The meta training process was incredibly erratic, with losses spiking over into the hundreds of thousands before settling down. Later experiments showed a meta learning rate of ~0.01 helps control this.
Results:
For the randomly initialized network, we can see it quickly learns to model the base function f(x) = sin(x). In particular, training from the random initialization causes the outputs to begin bending to match the curves of sin(x) by step 10.
In contrast, training the meta learned initialization to model sin(x) is far harder. After 100,000 cycles of meta training, we get an initialization whose output remains flat throughout the retraining process. However, the height of the output changes over the base training (from ~1.68 to ~1 after 70 base training steps).
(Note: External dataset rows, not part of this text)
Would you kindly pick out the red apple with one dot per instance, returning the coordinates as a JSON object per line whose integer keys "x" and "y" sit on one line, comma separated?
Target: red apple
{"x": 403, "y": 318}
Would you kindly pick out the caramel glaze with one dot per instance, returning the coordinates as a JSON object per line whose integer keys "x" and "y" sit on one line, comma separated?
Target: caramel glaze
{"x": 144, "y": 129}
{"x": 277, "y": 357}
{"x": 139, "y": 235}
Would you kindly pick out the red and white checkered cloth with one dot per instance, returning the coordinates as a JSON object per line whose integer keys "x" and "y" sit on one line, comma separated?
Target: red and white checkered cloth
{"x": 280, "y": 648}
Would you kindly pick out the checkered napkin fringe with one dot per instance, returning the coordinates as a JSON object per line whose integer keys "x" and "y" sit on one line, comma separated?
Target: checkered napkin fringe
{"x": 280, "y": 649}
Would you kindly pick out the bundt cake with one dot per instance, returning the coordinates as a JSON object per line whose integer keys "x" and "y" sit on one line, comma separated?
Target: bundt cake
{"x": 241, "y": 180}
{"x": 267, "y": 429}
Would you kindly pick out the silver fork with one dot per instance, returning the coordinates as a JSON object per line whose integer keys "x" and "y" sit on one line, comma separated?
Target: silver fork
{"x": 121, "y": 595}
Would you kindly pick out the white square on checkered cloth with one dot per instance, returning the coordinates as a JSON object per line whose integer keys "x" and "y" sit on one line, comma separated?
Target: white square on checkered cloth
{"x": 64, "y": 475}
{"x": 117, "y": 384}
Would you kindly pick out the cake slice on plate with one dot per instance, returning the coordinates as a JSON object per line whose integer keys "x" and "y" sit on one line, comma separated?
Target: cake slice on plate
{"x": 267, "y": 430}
This makes sense because there’s no way to “protect” the final layer’s bias term from being changed by the gradient of the base objective.
Thoughts and future goals:
It’s pretty clearly possible to configure network weights to interfere with SGD. I looked at the meta learned weights and noticed the linear weights have very high magnitudes (sometimes over 100,000).
This makes the base optimizer's step size far too small to effectively train the network.Edit: after closer examination (thanks evhub), it seems like the meta learner uses some other approach to prevent retraining. The increased weight magnitude was incidental. The meta trained network remains untrainable even after using an L2 penalty to reduce the magnitude of the weights or when using an optimizer like Rprop, which changes weights by a relative factor rather than an absolute step size.This is a simple and effective strategy I hadn’t thought of, but once you know about it, you can check for it pretty easily. Next, I’ll include an L2 regularization penalty in the meta objective and try to learn an untrainable network initialization with smaller weight values.I am concerned that there turned out to be such a simple strategy for subnet protection that (as far as I can tell) no one thought of before hand. That doesn't speak well for humans' ability to predict the behavior of learning processes.I'm also curious if it would be possible for a malicious mesa optimizer to deliberately perform computation in such a way as to increase the average magnitude of its own weights or the weights of some other portion of the network. I may experiment with directly training a subnet to increase the weights of another subnet.